How to extract the URL from a string filled with nonsense

andrems · July 12, 2023, 7:10pm

Hello! I’m new to Knime and have read a lot of topics here, most of them really helpful, which allowed me to create my very own functional workflow! So thanks in advance.

My current issue is: I have successfully extracted the data from a sharepoint list and created an excel file with the results, however, one of the columns contains an URL inside a lot of nonsense characters which appear to be coming from the Sharepoint list (the URL is correct in the list, i think the problem appears when it is imported in Knime).

The URL appears like this:

{“Description”:“https://www.example.com”,“Url”:“https://www.example.com”}

Any idea how to get rid of all the elements that don’t belong and have only the URL link inside the quotation marks ?

I have tried the Manipulation String but I have little to zero experience with Regex

Thanks a Lot!

iCFO · July 12, 2023, 7:22pm

If you want to keep it simple, then you can run the below 2 basic regex replace formulas in sequential column expression nodes. You have to escape the special characters, which makes it a bit less straightforward.

regexReplace(column(“column1”), “.*,\\“Url\\”\:\\“”, “”)

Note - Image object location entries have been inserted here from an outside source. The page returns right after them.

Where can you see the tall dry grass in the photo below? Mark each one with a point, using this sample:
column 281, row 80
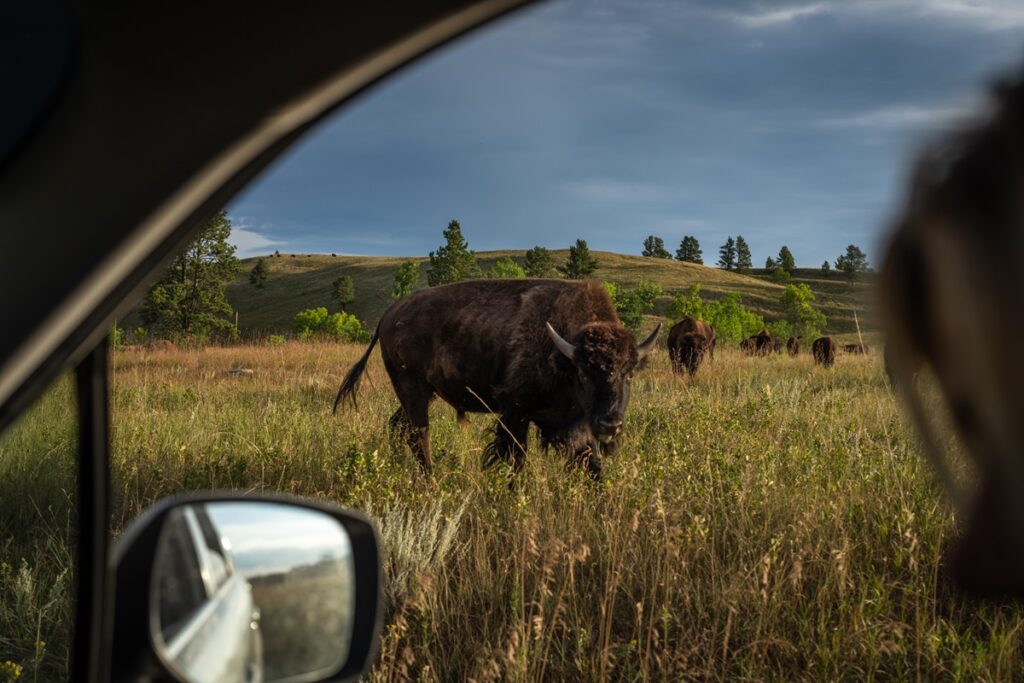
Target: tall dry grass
column 768, row 519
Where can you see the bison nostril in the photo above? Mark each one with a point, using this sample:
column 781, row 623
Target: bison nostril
column 611, row 425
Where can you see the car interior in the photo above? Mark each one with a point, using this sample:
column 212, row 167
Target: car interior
column 111, row 163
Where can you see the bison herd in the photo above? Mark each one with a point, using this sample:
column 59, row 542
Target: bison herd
column 690, row 340
column 548, row 352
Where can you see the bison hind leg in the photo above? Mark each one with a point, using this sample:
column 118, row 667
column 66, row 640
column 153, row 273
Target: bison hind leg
column 417, row 438
column 508, row 444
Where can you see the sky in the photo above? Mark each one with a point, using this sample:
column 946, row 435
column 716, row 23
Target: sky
column 610, row 120
column 266, row 538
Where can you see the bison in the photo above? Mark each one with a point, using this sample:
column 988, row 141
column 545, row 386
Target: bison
column 551, row 352
column 760, row 344
column 689, row 340
column 823, row 349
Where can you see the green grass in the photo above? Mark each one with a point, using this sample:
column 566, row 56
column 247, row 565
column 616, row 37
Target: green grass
column 37, row 527
column 304, row 282
column 766, row 520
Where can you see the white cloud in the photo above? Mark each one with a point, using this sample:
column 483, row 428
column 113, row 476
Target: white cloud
column 249, row 242
column 901, row 117
column 761, row 18
column 990, row 15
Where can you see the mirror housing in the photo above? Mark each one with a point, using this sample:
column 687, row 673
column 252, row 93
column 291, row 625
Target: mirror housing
column 132, row 649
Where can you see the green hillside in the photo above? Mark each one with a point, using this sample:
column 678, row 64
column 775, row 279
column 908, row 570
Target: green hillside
column 304, row 281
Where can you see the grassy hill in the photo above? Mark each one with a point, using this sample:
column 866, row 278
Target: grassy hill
column 304, row 281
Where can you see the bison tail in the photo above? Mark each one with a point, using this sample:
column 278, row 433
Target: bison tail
column 351, row 381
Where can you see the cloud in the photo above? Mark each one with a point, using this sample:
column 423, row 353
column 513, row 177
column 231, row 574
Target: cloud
column 614, row 191
column 901, row 117
column 991, row 15
column 761, row 18
column 248, row 242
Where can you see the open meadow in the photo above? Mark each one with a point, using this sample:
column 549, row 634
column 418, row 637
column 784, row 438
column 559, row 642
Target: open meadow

regexReplace(column(“column1”), “\\”\}”, “”)

andrems · July 12, 2023, 7:58pm

Thanks a lot, I tried the method above, however it gave me the following Error:

Any idea of what might have happened?

iCFO · July 12, 2023, 8:07pm

The 1st part of the formula that references the column doesn’t follow the correct syntax. Try deleting that part and inserting the column reference via the column selection at the top left of the formula area. The formulas I added above are also meant for the Column Expression node in case you were using them elsewhere.

If you are using it in String nodes, then I believe that you would need to remove 1 of each of the escape characters. So it would appear as
2 \ characters instead of 3 \ characters before the special characters.

ArjenEX · July 12, 2023, 8:15pm

For the Column Expression, you can also nest the functions in one:

regexReplace(regexReplace(column("column1"), ".*,\\“Url\\”:\\“", ""),"\\”\\}", "")

Some alternatives:
Use a cell splitter and do a cleanup thereafter with a String Manipulation

Another alternative: after the cell splitter add the Regex Extractor node, select the predefined template for URL’s and click Use.

andrems · July 14, 2023, 4:29pm

Thanks for the help!

andrems · July 14, 2023, 4:29pm

Thanks a lot, it worked!

system · July 21, 2023, 4:30pm

This topic was automatically closed 7 days after the last reply. New replies are no longer allowed.